When you use it as a gym env or in socket mode, you're going to need to access the state observations.
- The observation keeps track of the states of the individual objects (players, carts, baskets, shelves, registers, cart returns, counters, checkouts). There’s an array for each class of object.
- All objects have a position (a 2D array x and y). Objects other than carts and players also have a width and height. Be careful in how you interpret this; just because a person is colliding with an object doesn’t mean that object.x < player.x < object.x + object.width, etc. Take a look at the collision() and canInteract() methods for various object classes to get a sense of how this actually works.
- Shelves and counters have a particular food associated with them, represented as a string (“apples”, etc.)
- Players, carts, and baskets are facing a particular direction (0=north, 1=south, 2=east, 3=west).
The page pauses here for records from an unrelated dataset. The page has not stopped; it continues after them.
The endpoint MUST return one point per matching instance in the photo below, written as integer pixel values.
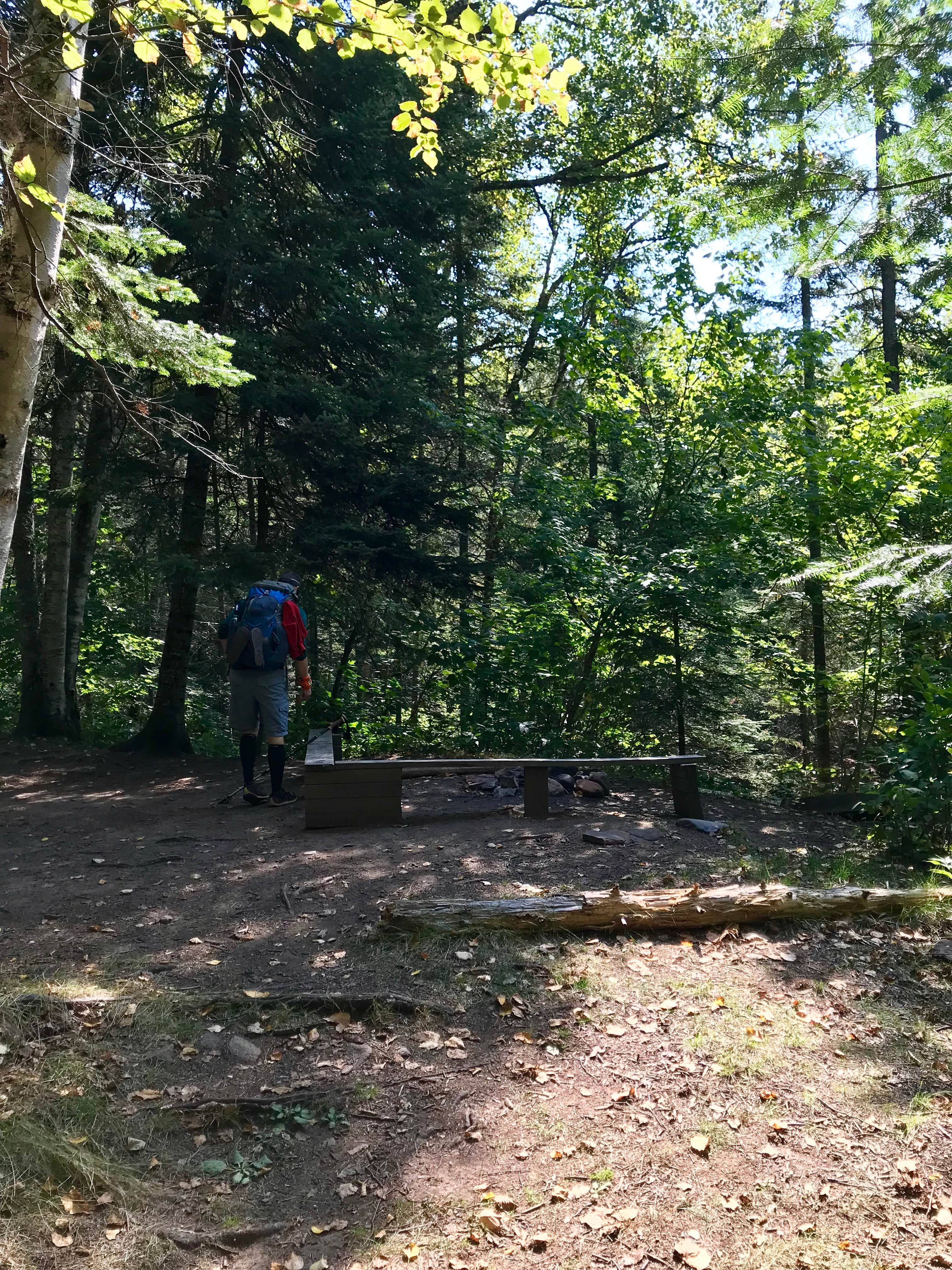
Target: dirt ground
(554, 1103)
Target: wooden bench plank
(320, 750)
(369, 790)
(421, 766)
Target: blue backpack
(257, 639)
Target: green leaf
(146, 50)
(71, 56)
(281, 17)
(433, 12)
(502, 20)
(25, 171)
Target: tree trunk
(38, 118)
(56, 717)
(887, 265)
(592, 538)
(680, 688)
(464, 538)
(86, 531)
(814, 538)
(652, 910)
(166, 731)
(25, 566)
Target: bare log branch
(653, 910)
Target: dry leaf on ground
(692, 1254)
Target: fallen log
(225, 1241)
(653, 910)
(357, 1003)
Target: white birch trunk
(41, 121)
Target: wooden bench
(369, 790)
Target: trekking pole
(229, 797)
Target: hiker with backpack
(258, 637)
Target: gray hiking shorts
(259, 695)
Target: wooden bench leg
(686, 794)
(536, 793)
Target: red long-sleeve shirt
(295, 630)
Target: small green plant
(286, 1116)
(336, 1119)
(243, 1169)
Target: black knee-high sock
(276, 765)
(248, 750)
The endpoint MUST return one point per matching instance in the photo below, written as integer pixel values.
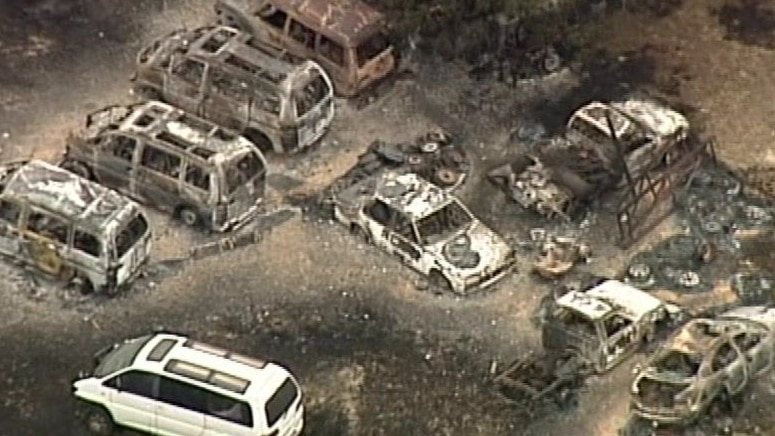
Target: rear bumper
(240, 221)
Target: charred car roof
(626, 115)
(608, 297)
(410, 194)
(66, 194)
(257, 63)
(347, 21)
(165, 123)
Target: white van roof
(214, 367)
(66, 194)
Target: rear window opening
(312, 94)
(654, 393)
(280, 402)
(130, 235)
(576, 322)
(679, 363)
(239, 173)
(217, 41)
(372, 48)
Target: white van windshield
(282, 399)
(130, 234)
(121, 356)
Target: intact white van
(167, 384)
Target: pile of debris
(605, 147)
(717, 206)
(434, 156)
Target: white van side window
(48, 226)
(229, 409)
(135, 382)
(9, 212)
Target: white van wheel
(99, 422)
(188, 216)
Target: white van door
(131, 399)
(180, 409)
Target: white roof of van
(264, 377)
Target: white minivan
(167, 384)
- Players may be holding a particular food (field “holding_food”, will be null if not holding any food).
- Players have a shopping list shopping_list of food strings (matching those on particular shelves). There’s a corresponding list list_quant of the number of each type of food on the list. For example, if player.shopping_list[i].equals(“apples”), then player.list_quant[i] is the number of apples on the shopping list. The Player’s curr_cart is the index in observation.carts of the cart the player is holding, or -1 if the player is not holding a cart.
- Each cart has an owner (who first picked the cart up from the cart return) and a separate variable last_held (who last touched the cart). This probably won’t matter in single-agent settings, but would matter in multi-agent games.
- Each cart has a capacity. This’ll just be 12.
- Each cart has variables contents and contents_quant (same format as a player’s shopping list, but for the unpurchased contents of a cart) and purchased_contents and purchased_quant (same format, but for the purchased contents of a cart). The above is true for baskets as well.
- Each player keeps track of their own interaction stage with an object:
- If a player is not currently interacting with an object (i.e., if no interaction message is on the screen), interactive_stage=-1 and total_stages=0.
- Otherwise, a player is interacting with some object; interactive_stage is the (zero-indexed) current stage, and total_stages will be 1 or 2 depending on if the interaction in question is a zero-stage interaction.
This simulation is actively under development, especially as we scale up to multi-agent interactions, add explicit monitoring of norms to the simulation. We’re trying to keep the interface as similar as possible throughout these changes, but we can’t guarantee that nothing will change.